Ikede nod, knowing what I couldn’t finish.

“Southern griots gone the way of witches, Sogolon. You know what I mean,” he say.

The old man pull away a stack of rugs and uncover a buried kora.

“Kwash Aduware, this King’s grandfather, six of we his soldiers discover. That King, he kill them all. You want to know if he kill them quick? No is your answer. No. Sogolon, remember Babuta? Maybe you never know him. Babuta, son of Babuta. One night he come where six of us gather with proclamations heavy on his chest. Enough with hiding in caves for no reason, we sing the true story of kings! Then he recite one long poem about the purpose of truth that I don’t remember. Babuta say he know a man in the court of the Kwash Aduware who serve the King but loyal to the truth. The man say the King come into knowledge of us since he have belly walkers on the ground and pigeons in the sky. So gather your griots and set eyes for Kongor, for they can live safe among the books in the House of Records. For the age of the voice is over and we in the age of the written mark. The word on stone, the word on parchment, the word on cloth, the word that is even greater than the glyph, for the word provoke a sound in the mouth. And once in Kongor, let men of writing save words from lips and in that way the griot may die, but never the word. He sell it to us as such a wonderful thing. Sanctuary for the southern griots at least, whose only crime was that to power we speak true. We will no longer live like dogs, this is what Babuta say. Hear this, for he say this also. That when the pigeon land at the mouth of this cave, in the evening two days from now, take the note from its right foot and follow whatever it say. Do you know who the pigeon in service to? Sogolon know. Babuta, mark whatever occur with great care, but none of that ever stop him from being a total fool. I tell him, Read the songs of your fathers. People in the King’s court only a fool would trust. And he say, Go lick a wild dog’s koo for calling me a fool, and leave if you don’t want to stay. So I leave. Nobody ever see them men again. Same thing come to pass in nearly every other cave. So there be no southern griot. There be me.”

“You not the last.”

“I the last you going see.”

“The day passing and running, old man. Tell them about the lightning bird. And who travel with him.”

“You see how they work.”

“So have you.”

“Fuck the living gods, will one of you tell us the story?” Mossi say. He was on the floor, head raised like a dog, almost smiling, for he will have this tale. The griot take the stool and begin.
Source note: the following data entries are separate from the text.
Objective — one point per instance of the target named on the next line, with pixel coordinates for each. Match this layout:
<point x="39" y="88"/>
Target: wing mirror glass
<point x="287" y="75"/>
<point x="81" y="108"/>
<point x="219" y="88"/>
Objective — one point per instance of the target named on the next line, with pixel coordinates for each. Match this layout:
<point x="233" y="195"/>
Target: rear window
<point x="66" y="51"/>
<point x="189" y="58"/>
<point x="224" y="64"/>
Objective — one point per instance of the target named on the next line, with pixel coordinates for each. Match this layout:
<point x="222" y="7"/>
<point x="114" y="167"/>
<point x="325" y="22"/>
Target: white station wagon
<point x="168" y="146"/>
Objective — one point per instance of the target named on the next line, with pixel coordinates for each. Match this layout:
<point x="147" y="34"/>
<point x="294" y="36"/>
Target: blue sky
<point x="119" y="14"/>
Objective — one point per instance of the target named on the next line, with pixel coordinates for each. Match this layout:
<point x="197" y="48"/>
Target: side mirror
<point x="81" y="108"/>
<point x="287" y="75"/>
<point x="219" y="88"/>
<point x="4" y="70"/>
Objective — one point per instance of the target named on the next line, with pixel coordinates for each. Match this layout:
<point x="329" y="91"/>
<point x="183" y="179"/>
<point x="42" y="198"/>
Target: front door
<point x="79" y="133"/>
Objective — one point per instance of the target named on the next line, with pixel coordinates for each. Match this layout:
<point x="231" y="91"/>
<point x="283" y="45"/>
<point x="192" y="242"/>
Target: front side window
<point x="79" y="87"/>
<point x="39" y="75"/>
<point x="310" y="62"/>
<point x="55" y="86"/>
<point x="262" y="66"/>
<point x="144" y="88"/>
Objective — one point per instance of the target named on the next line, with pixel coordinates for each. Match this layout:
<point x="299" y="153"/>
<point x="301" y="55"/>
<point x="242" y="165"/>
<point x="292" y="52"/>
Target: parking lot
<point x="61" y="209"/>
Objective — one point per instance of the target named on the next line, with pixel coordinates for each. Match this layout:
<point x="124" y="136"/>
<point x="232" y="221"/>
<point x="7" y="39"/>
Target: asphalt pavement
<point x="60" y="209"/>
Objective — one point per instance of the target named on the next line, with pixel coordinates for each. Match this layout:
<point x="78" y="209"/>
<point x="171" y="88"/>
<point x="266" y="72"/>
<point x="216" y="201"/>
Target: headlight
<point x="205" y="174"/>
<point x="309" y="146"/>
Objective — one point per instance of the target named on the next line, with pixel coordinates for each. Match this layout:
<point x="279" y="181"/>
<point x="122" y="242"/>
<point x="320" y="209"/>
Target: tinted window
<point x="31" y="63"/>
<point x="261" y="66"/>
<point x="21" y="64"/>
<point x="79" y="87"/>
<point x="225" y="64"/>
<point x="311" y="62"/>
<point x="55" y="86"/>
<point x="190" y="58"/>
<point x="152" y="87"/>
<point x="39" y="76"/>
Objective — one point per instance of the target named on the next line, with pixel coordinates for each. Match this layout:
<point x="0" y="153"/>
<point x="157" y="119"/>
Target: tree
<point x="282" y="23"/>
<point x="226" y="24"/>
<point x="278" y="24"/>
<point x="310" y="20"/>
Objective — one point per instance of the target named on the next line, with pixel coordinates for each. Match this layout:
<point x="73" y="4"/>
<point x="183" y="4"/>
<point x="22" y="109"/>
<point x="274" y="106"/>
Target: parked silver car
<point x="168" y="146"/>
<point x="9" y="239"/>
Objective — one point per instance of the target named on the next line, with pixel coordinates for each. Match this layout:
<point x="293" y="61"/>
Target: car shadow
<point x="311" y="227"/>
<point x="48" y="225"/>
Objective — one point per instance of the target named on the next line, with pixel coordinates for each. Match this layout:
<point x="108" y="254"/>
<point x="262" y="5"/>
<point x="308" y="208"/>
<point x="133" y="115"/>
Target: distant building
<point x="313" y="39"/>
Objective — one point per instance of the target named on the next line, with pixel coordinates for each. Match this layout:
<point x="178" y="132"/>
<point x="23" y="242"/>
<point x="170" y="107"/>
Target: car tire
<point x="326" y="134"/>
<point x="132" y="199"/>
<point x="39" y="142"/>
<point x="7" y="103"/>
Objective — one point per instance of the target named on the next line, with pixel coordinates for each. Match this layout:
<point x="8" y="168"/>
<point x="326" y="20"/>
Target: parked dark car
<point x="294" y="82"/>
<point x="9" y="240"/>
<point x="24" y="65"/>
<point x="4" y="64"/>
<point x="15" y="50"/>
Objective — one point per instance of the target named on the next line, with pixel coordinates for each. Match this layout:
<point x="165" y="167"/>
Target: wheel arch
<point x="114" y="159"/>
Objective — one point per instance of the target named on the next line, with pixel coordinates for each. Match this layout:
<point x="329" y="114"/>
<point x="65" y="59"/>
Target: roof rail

“A wicked word come from the West, two quartermoons previous. A village right by the Red Lake.”

“The last word I hear was that they leave the Hills of Enchantment for Nigiki. They cross the river already?” I ask.

“This is what come by talking drum. People come across a hut in a village above the Blood Swamp, but below the Red Lake. All around the hut death is stinking, but the foulness coming from dead cows and goats not the people and yes, they dead. The fisherman, his first wife and second wife, and three sons, but none of them stinking, oh. You couldn’t even call it rot. How to describe a sight strange even to the gods? Skin like tree bark. Like the blood, the flesh, the humors, the rivers of life, something suck it all out. The first and second wife, both of them with their chest cut open and they heart done rip out. But not before he bite them all over the neck and leaving his dead seed to grow decay in them. And now you saying he don’t answer to no witch.”